Although the researchers did not measure behavior or disease onset in detail, they reported that the treated mice appeared healthier, with improved fur quality and fewer signs of age-related decline. These observations, while preliminary, suggest that psilocybin’s benefits may go beyond lifespan and extend to overall health and physical condition.
“At the end of the experiment, the psilocybin-treated mice not only looked better than the vehicle-treated group, but they looked better than they did at the start of the experiment,” Hecker said.
The research also touches on broader public health concerns. In the United States, life expectancy has lagged behind other high-income countries, and chronic age-related illnesses remain a major burden.
Ali John Zarrabi, a co-investigator on the study and director of psychedelic research at Emory University, noted that the results have implications for how aging is managed. “This study provides strong preclinical evidence that psilocybin may contribute to healthier aging — not just a longer lifespan, but a better quality of life in later years,” he said. “As a palliative care physician-scientist, one of my biggest concerns is prolonging life at the cost of dignity and function. But these mice weren’t just surviving longer — they experienced better aging.”

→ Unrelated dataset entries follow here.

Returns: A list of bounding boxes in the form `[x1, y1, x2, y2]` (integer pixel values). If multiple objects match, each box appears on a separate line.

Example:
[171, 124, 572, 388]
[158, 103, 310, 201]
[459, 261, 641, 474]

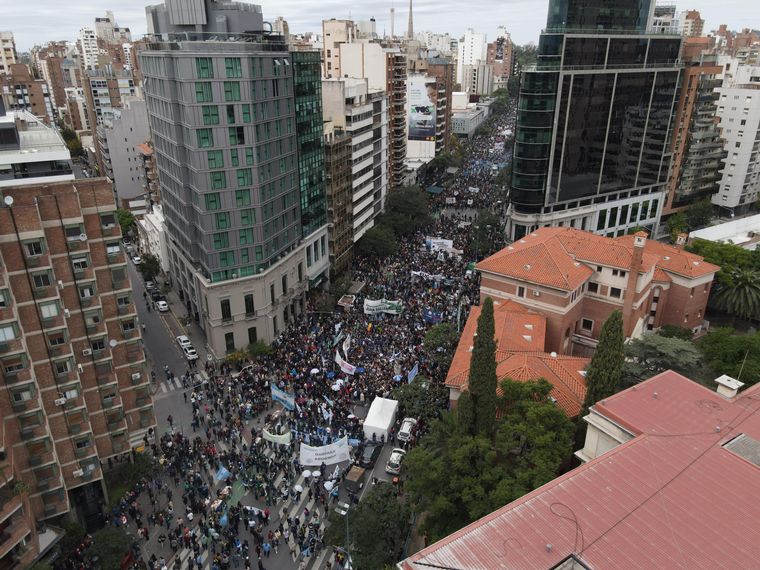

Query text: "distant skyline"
[7, 0, 760, 51]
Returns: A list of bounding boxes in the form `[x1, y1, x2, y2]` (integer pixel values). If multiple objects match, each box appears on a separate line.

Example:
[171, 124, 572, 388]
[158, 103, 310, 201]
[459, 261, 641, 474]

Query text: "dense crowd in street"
[55, 103, 514, 570]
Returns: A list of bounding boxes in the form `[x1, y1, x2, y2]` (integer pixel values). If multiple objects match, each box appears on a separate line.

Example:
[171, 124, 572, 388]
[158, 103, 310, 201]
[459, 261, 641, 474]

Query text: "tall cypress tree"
[469, 297, 496, 437]
[581, 311, 625, 417]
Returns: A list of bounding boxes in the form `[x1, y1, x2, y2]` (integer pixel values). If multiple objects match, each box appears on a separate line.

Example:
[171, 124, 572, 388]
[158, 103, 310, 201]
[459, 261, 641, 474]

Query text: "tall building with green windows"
[290, 46, 327, 236]
[140, 0, 329, 357]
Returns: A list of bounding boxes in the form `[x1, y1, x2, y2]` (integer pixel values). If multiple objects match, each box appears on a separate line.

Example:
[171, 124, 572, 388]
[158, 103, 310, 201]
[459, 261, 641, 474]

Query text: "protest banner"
[272, 384, 296, 411]
[299, 437, 349, 466]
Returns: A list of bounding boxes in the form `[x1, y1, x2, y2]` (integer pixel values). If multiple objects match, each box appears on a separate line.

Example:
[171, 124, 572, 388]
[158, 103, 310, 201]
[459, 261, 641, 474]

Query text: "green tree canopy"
[325, 482, 409, 570]
[404, 380, 573, 540]
[88, 526, 132, 569]
[622, 334, 702, 388]
[696, 327, 760, 386]
[580, 311, 625, 412]
[356, 225, 398, 257]
[140, 253, 161, 281]
[116, 208, 135, 236]
[468, 297, 496, 437]
[423, 323, 459, 372]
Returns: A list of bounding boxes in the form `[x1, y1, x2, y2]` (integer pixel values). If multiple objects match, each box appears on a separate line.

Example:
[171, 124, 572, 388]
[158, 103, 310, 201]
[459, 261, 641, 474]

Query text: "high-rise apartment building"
[663, 38, 726, 214]
[457, 28, 487, 85]
[507, 0, 681, 240]
[139, 0, 329, 357]
[712, 56, 760, 214]
[0, 63, 55, 124]
[0, 31, 18, 75]
[322, 77, 388, 242]
[0, 172, 156, 556]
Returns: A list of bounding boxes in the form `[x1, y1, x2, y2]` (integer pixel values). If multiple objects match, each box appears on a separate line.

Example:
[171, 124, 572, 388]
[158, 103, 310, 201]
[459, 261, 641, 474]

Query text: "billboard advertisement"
[406, 75, 437, 142]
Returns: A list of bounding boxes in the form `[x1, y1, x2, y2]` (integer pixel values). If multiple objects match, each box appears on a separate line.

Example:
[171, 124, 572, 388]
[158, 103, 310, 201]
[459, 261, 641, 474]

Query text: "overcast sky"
[7, 0, 760, 51]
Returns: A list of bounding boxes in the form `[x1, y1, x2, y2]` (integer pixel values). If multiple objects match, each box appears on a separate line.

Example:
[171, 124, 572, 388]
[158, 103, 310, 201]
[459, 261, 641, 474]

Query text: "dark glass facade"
[512, 0, 681, 213]
[291, 51, 327, 236]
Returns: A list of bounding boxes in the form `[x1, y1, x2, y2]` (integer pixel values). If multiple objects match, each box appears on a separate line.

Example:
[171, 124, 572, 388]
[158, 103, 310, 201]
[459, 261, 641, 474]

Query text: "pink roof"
[401, 371, 760, 570]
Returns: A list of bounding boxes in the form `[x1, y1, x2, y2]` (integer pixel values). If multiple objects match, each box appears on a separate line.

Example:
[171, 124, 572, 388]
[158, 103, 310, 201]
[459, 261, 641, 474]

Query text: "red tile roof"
[446, 301, 589, 417]
[477, 228, 720, 291]
[400, 371, 760, 570]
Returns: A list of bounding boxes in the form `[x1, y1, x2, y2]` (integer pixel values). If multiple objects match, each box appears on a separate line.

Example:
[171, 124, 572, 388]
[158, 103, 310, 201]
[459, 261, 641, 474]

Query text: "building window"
[195, 82, 214, 103]
[209, 170, 227, 190]
[214, 232, 230, 249]
[224, 81, 240, 103]
[224, 57, 243, 79]
[207, 150, 224, 168]
[240, 208, 256, 226]
[224, 332, 235, 352]
[205, 192, 222, 210]
[195, 129, 214, 148]
[219, 299, 232, 322]
[203, 105, 219, 125]
[195, 57, 214, 79]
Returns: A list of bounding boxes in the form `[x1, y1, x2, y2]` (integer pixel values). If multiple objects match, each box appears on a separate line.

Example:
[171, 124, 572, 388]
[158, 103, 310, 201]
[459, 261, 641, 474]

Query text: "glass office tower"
[508, 0, 681, 239]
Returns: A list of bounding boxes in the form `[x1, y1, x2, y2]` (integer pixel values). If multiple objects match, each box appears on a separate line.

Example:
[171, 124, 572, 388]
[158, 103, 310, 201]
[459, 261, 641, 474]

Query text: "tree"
[356, 225, 398, 257]
[468, 297, 496, 437]
[88, 526, 132, 569]
[140, 253, 161, 281]
[581, 311, 625, 412]
[623, 327, 702, 388]
[658, 325, 694, 340]
[667, 212, 689, 242]
[116, 208, 135, 236]
[61, 128, 82, 157]
[393, 375, 449, 424]
[712, 269, 760, 320]
[686, 199, 713, 230]
[696, 327, 760, 387]
[423, 323, 459, 371]
[325, 482, 409, 570]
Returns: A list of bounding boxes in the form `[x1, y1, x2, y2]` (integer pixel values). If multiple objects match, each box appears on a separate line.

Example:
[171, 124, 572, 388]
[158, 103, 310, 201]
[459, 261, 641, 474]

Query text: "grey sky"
[7, 0, 760, 51]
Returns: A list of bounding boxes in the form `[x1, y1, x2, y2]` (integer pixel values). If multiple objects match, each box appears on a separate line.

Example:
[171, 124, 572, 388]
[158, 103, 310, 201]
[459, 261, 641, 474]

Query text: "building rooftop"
[689, 214, 760, 250]
[445, 301, 589, 417]
[477, 228, 720, 291]
[399, 371, 760, 570]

While the study’s findings are promising, the authors caution that more research is needed before psilocybin could be used as an anti-aging therapy in humans. The experiments were conducted under tightly controlled conditions and involved a relatively small number of mice. Only female mice were included, which helped avoid variability linked to sex-based biological differences but also limits the generalizability of the results. Future studies will need to test whether the same effects occur in male mice, in other species, and eventually in people.
There are also questions about the long-term safety of psilocybin, particularly with repeated dosing. Although the researchers did not observe any signs of cancer or unchecked cell growth in the treated cells, extending the lifespan of cells without appropriate checks could, in theory, increase the risk of malignancies. The authors stress that future studies should investigate whether long-term psilocybin use has any influence on cancer development.
“This is only the first study to evaluate the impacts of psilocybin on aging,” Hecker noted. “”Many more questions still need to be answered: Are there sex-specific differences in efficacy? What is the optimal treatment protocol (ex dose, frequency)? Are there potential adverse effects associated with long term psilocybin treatment?”
The legal status of psilocybin remains another challenge. As a Schedule I substance under federal law in the United States, access to psilocybin for research purposes is tightly regulated, and funding for such studies is limited. These restrictions have slowed the pace of scientific exploration, even as early results suggest wide-ranging benefits.
Despite these hurdles, interest in psilocybin’s therapeutic potential is growing. The United States Food and Drug Administration has granted “breakthrough therapy” status to psilocybin for depression, a designation that signals its potential for substantial clinical benefit. Dozens of clinical trials are currently underway to test psilocybin for conditions ranging from anxiety to chronic pain.
Looking forward, Hecker hopes “to determine the optimal dosing regimen and monitor the potential for adverse effects at the pre-clinical level for successful clinical translation,” Hecker said. “This is a new frontier in psilocybin research! Psilocybin holds great potential as a novel anti-aging intervention. I hope this study sparks many more studies to better understand the potential of psilocybin for aging and age-related diseases.”
The study, “Psilocybin treatment extends cellular lifespan and improves survival of aged mice,” was authored by Kosuke Kato, Jennifer M. Kleinhenz, Yoon-Joo Shin, Cristian Coarfa, Ali J. Zarrabi, and Louise Hecker.